Goal: Add n_step_dqn as a first-class DQN-family algorithm using n-step returns for improved credit assignment, with configs, examples, registry wiring, public API exports, and tests.

Architecture: Reuse the existing train_dqn runtime loop and checkpoint flow. Add an NStepAccumulator that converts 1-step environment interactions into n-step transitions ((s_t, a_t, R_{t:t+n}, s_{t+n}, done)), compatible with the existing ReplayBuffer.add(). Avoid changing the DQN update rule by passing an effective discount to the algorithm: keep reward aggregation using the base gamma, and set the algorithm’s gamma to gamma ** n_step so the existing target computation remains correct.

Tech Stack: Python 3.10, PyTorch, Gymnasium, pytest


Task 1: Add failing n-step coverage

Files: - Modify: tests/test_dqn_trainer_smoke.py - Modify: tests/test_cli.py - Modify: tests/test_public_api.py - Modify: tests/test_package_api_exports.py - Create: tests/test_n_step_dqn_reference_script.py

Step 1: Write the failing test

Add tests that expect: - algo: n_step_dqn can be trained via registry and writes a checkpoint - CLI train --config works with algo: n_step_dqn - managed API exports NStepDQN - the reference script runs successfully

Step 2: Run test to verify it fails

Run: pytest tests/test_dqn_trainer_smoke.py tests/test_cli.py tests/test_public_api.py tests/test_package_api_exports.py tests/test_n_step_dqn_reference_script.py -q

Expected: FAIL because n_step_dqn wiring does not exist yet.

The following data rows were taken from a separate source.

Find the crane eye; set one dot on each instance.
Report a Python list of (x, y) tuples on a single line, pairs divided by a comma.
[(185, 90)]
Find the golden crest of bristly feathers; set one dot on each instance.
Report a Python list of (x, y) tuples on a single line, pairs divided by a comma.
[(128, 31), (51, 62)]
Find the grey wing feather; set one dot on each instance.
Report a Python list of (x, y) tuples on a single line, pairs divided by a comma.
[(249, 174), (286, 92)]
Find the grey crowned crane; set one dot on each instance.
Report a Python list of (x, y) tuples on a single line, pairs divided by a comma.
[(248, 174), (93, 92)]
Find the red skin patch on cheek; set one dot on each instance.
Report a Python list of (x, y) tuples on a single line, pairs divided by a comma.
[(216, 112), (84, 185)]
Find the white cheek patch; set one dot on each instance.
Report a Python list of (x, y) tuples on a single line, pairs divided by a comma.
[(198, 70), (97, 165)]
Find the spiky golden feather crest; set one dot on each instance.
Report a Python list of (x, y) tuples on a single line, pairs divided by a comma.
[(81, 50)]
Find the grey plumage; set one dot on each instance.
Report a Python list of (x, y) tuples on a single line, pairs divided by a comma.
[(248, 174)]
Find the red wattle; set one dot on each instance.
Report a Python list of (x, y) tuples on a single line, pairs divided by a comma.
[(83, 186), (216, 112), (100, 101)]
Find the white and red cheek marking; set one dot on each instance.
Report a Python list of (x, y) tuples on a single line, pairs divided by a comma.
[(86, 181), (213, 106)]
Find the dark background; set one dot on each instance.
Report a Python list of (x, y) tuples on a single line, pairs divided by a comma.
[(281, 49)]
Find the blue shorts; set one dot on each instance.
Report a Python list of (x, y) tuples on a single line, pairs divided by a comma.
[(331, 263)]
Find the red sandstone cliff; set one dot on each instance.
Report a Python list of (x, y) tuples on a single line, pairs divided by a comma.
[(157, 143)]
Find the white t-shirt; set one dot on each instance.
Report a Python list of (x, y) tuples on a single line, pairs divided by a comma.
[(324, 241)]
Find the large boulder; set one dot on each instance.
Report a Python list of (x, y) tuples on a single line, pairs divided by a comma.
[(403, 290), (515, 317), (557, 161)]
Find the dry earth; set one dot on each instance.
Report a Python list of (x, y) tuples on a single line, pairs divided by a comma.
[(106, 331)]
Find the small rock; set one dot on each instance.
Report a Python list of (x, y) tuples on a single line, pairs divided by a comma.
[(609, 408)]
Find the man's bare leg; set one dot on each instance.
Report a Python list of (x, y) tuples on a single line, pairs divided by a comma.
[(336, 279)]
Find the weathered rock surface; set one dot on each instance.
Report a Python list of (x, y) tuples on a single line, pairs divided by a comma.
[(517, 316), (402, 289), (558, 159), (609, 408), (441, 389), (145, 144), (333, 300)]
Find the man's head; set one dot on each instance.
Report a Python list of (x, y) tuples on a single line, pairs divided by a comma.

Task 2: Implement n-step transition accumulation in the DQN trainer

Files: - Create: src/rl_training/data/n_step.py - Modify: src/rl_training/runtime/dqn_trainer.py

Step 1: Write minimal implementation

Implement NStepAccumulator(num_envs, n_step, gamma) with: - per-env queues (vector-env safe) - add(env_index, obs, action, reward, next_obs, done) -> list[transition_dict] - flush remaining transitions on done=True

Then update train_dqn() so that when config.algo == "n_step_dqn": - transitions are fed through NStepAccumulator before adding to replay - the algorithm is constructed with effective_gamma = gamma ** n_step

Step 2: Run focused tests

Run: pytest tests/test_dqn_trainer_smoke.py::test_train_n_step_dqn_writes_checkpoint_and_metrics -q

Expected: PASS


Task 3: Wire n_step_dqn into registry and public API

Files: - Modify: src/rl_training/experiment/registry.py - Modify: src/rl_training/api/algorithms.py - Modify: src/rl_training/api/__init__.py - Modify: src/rl_training/algorithms/__init__.py - Modify: src/rl_training/__init__.py

Step 1: Wire the algorithm spec

Add _ALGORITHM_REGISTRY["n_step_dqn"] with: - train_fn=train_dqn - evaluate_fn=_evaluate_dqn - predict_fn=_predict_dqn

Step 2: Add managed API

Expose class NStepDQN(ManagedAlgorithm) with algo_name = "n_step_dqn" and export it via rl_training.api and rl_training top-level.

Step 3: Run focused tests

Run: pytest tests/test_cli.py tests/test_public_api.py tests/test_package_api_exports.py -q

Expected: PASS


Task 4: Add config + example + README mention

Files: - Create: configs/n_step_dqn/cartpole.yaml - Create: examples/n_step_dqn_cartpole_reference.py - Modify: README.md

Step 1: Write minimal implementation

Add: - CartPole config including algo_kwargs.n_step (e.g. 3) and algo_kwargs.gamma - a runnable reference script consistent with other examples - README algorithm list mention

Step 2: Run focused tests

Run: pytest tests/test_n_step_dqn_reference_script.py -q

Expected: PASS


Task 5: Verify end-to-end

Files: - Verify only

Run: - Targeted: pytest tests/test_dqn_trainer_smoke.py tests/test_cli.py tests/test_public_api.py tests/test_package_api_exports.py tests/test_n_step_dqn_reference_script.py -q - Full: pytest -q

Expected: PASS